I hear some people using infinitive form especially with the verb "to be" in songs or regular conversations. I don't know exactly it mean means grammatically. Can anyone help?
For example:
He be saying nonsense.
I hear some people using infinitive form especially with the verb "to be" in songs or regular conversations. I don't know exactly it mean means grammatically. Can anyone help?
For example:
He be saying nonsense.
Part of the answer to this question is in the answer to the duplicate referred to by @livresque. But there is more that is relevant:
Wikipedia gives a brief insight into the usage:
The dialect is not, as some people suppose, English spoken in a slovenly and ignorant way. It is the remains of a language—the court language of King Alfred. ... In some cases, many of these forms are closer to modern Saxon (commonly called Low German/Low Saxon) than Standard British English is. For example:
Low German; Somerset; Standard British English
Ik bün; I be/A be; I am
Du büst; Thee bist; You are (archaic "Thou art")
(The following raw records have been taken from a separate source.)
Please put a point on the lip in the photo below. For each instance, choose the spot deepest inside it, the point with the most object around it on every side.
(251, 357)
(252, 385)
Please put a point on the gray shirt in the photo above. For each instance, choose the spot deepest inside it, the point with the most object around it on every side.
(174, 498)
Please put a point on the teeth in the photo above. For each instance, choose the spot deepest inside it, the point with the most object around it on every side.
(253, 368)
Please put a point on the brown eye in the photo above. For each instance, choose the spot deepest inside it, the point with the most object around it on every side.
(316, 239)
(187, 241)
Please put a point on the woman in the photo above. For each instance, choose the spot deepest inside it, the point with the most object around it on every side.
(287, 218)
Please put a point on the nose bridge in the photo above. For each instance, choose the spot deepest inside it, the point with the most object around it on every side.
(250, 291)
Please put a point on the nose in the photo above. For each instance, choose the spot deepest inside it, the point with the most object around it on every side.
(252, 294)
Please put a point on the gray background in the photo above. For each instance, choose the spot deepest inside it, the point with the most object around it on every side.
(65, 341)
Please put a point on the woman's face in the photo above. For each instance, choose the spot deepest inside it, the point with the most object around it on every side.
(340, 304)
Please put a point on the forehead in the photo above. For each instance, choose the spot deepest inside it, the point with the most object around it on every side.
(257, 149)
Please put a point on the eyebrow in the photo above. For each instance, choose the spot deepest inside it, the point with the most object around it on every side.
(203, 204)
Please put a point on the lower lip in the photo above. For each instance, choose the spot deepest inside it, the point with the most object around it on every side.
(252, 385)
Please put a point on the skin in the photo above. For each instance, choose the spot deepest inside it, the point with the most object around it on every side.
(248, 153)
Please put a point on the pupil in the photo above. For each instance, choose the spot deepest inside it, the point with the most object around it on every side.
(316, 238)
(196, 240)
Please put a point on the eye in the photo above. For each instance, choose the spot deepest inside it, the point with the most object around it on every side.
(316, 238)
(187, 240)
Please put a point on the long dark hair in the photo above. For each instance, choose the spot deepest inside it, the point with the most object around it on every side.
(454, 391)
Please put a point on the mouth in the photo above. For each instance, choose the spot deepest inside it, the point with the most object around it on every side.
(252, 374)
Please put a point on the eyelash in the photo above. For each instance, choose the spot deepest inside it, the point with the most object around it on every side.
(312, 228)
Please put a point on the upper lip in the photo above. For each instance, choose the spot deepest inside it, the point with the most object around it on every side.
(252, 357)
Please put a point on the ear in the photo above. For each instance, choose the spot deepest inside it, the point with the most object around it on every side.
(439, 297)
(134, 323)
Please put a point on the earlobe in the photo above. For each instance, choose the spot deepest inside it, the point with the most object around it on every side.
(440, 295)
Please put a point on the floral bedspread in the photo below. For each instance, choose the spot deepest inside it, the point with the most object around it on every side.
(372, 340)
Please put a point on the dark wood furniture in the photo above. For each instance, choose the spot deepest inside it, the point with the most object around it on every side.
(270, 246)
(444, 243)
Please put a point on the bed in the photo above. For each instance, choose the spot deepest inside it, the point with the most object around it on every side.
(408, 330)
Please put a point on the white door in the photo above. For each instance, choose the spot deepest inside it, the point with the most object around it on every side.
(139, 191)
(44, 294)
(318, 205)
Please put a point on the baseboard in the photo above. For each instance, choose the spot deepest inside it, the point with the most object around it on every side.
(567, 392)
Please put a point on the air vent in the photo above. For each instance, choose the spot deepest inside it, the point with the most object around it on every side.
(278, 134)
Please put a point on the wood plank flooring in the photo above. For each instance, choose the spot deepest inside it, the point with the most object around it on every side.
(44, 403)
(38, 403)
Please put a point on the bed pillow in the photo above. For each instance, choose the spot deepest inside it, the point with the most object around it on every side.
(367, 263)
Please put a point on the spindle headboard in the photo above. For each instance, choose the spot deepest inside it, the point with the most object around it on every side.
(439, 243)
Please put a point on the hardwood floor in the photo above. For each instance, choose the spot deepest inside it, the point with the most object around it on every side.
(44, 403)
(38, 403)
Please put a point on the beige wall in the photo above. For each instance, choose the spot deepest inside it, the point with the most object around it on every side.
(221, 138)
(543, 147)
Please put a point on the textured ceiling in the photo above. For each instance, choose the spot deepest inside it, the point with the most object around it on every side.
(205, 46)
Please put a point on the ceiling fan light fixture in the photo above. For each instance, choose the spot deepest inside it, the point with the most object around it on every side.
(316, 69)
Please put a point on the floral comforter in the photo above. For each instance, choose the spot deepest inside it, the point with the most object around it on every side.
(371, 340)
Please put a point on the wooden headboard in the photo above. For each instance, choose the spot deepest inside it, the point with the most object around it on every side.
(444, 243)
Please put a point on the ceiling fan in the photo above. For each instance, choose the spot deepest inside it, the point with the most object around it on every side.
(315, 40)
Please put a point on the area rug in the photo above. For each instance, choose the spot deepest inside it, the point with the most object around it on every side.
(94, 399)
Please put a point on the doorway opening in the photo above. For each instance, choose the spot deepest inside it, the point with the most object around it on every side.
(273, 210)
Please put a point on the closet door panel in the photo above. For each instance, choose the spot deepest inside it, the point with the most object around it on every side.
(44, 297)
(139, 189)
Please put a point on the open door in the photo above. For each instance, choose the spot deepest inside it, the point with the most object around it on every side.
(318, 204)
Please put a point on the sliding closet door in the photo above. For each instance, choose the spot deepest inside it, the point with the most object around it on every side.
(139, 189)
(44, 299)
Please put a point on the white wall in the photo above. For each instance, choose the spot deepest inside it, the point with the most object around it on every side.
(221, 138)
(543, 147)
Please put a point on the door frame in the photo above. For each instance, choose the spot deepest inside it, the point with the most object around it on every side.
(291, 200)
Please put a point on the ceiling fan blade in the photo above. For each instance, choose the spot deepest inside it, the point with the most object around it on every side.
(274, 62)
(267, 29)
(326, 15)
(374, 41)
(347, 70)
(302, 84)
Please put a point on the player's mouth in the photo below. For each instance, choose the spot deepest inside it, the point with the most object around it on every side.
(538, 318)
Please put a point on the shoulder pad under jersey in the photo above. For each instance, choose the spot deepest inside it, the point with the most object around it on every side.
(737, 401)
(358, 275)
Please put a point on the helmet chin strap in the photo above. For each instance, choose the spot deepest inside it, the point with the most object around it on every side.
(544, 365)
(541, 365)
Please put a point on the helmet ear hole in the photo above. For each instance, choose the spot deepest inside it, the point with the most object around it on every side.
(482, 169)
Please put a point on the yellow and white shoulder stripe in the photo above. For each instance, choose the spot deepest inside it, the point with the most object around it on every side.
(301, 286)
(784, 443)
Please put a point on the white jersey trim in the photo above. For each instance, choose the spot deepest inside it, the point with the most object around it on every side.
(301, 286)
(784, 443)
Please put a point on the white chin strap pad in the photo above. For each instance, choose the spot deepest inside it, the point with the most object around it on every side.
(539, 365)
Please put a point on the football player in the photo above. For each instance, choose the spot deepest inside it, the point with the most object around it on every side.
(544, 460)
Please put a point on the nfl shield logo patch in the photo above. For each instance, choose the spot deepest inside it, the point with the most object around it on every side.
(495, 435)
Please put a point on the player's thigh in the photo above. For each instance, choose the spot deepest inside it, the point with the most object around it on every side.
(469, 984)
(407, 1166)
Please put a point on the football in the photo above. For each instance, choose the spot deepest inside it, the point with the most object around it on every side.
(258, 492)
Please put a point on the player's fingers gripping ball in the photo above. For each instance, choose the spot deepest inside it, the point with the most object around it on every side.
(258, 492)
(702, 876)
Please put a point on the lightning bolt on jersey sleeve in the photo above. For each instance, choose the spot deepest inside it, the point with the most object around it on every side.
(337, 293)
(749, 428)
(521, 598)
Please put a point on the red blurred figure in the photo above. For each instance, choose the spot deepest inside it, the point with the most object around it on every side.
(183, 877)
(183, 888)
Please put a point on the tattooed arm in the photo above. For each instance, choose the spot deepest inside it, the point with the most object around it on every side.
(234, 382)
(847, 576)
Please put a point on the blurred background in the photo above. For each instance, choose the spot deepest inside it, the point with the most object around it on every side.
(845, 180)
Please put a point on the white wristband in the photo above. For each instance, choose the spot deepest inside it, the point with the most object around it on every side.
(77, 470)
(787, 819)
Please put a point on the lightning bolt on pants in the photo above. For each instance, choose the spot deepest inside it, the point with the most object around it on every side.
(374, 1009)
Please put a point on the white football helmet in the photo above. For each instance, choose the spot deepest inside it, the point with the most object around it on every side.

He is; He be; He is {my emphasis}
Wikipedia continues convincingly:
West Country dialects have been treated with some derision, which has led many local speakers to abandon them or water them down. In particular it is British comedy which has brought them to the fore outside their native regions, and paradoxically groups such as The Wurzels, a comic North Somerset/Bristol band from whom the term Scrumpy and Western music originated, have both popularised and made fun of them simultaneously. In an unusual regional breakout, the Wurzels' song "The Combine Harvester" reached the top of the UK charts in 1976, where it did nothing to dispel the "simple farmer" stereotype of Somerset and West Country folk. It and all their songs are sung entirely in a local version of the dialect, which is somewhat exaggerated and distorted.